The amount of injuries Shorter has sustained has made him our riskiest investment during the draft. Luckily, he was just the Bills’ fifth round selection and has a great physique.

Justin Shorter, Bills, injury history
Justin Shorter/Instagram (jshortz_6)

OL Nick Broeker

Nick has never been Broeken. A true injury-free prospect.

DB Alex Austin

Austin is another prospect with a pristine injury history. He only missed one game this past season for an undisclosed injury.


  1. Lynch TS, Saltzman MD, Ghodasra JH, Bilimoria KY, Bowen MK, Nuber GW. Acromioclavicular joint injuries in the National Football League: epidemiology and management.
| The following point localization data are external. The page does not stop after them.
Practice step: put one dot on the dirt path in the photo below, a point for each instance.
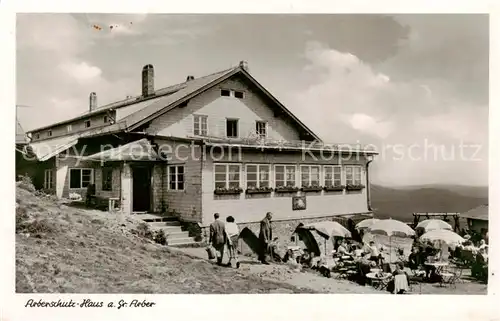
(318, 283)
(282, 273)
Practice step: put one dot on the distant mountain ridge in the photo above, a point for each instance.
(400, 202)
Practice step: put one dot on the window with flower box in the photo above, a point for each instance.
(48, 181)
(200, 127)
(353, 177)
(284, 178)
(227, 178)
(176, 177)
(258, 178)
(310, 177)
(333, 177)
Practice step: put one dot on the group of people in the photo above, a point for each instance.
(226, 235)
(370, 251)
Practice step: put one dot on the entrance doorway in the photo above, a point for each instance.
(141, 190)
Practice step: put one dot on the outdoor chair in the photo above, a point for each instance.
(450, 276)
(415, 278)
(467, 258)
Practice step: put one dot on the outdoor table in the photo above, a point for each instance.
(379, 282)
(438, 265)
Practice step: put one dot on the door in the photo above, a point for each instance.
(141, 190)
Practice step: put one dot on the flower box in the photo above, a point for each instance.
(311, 189)
(334, 188)
(228, 191)
(354, 187)
(286, 189)
(259, 190)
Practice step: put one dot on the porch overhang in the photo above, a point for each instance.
(47, 149)
(139, 150)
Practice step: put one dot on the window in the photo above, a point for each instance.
(80, 177)
(200, 125)
(48, 181)
(176, 177)
(258, 176)
(333, 175)
(232, 128)
(353, 175)
(107, 179)
(227, 176)
(261, 129)
(309, 175)
(284, 175)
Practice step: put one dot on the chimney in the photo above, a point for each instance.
(148, 75)
(92, 101)
(244, 65)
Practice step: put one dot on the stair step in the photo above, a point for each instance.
(156, 218)
(177, 235)
(181, 241)
(165, 224)
(167, 229)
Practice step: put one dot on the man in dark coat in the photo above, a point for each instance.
(265, 237)
(218, 237)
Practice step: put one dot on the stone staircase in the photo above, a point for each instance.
(174, 233)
Am J Sports Med. 2013 Dec; 41 (12): 2904-8. doi: 10.1177/0363546513504284. Epub 2013, Sep 20. PMID: 24057030.
  2. Logan CA, Murphy CP, Sanchez A, Dornan GJ, Whalen JM, Price MD, Bradley JP, LaPrade RF, Provencher MT. Medial Collateral Ligament Injuries Identified at the National Football League Scouting Combine: Assessment of Epidemiological Characteristics, Imaging Findings, and Initial Career Performance. Orthop J Sports Med. 2018, Jul 30; 6 (7): 2325967118787182. doi: 10.1177/2325967118787182. PMID: 30083562; PMCID: PMC6066829.
  3. Ménétrey J, Putman S, Gard S. Return to sport after patellar dislocation or following surgery for patellofemoral instability. Knee Surg Sports Traumatol Arthrosc. 2014, Oct; 22 (10): 2320-6. doi: 10.1007/s00167-014-3172-5. Epub2014 Jul 22. PMID: 25047793; PMCID: PMC4169614.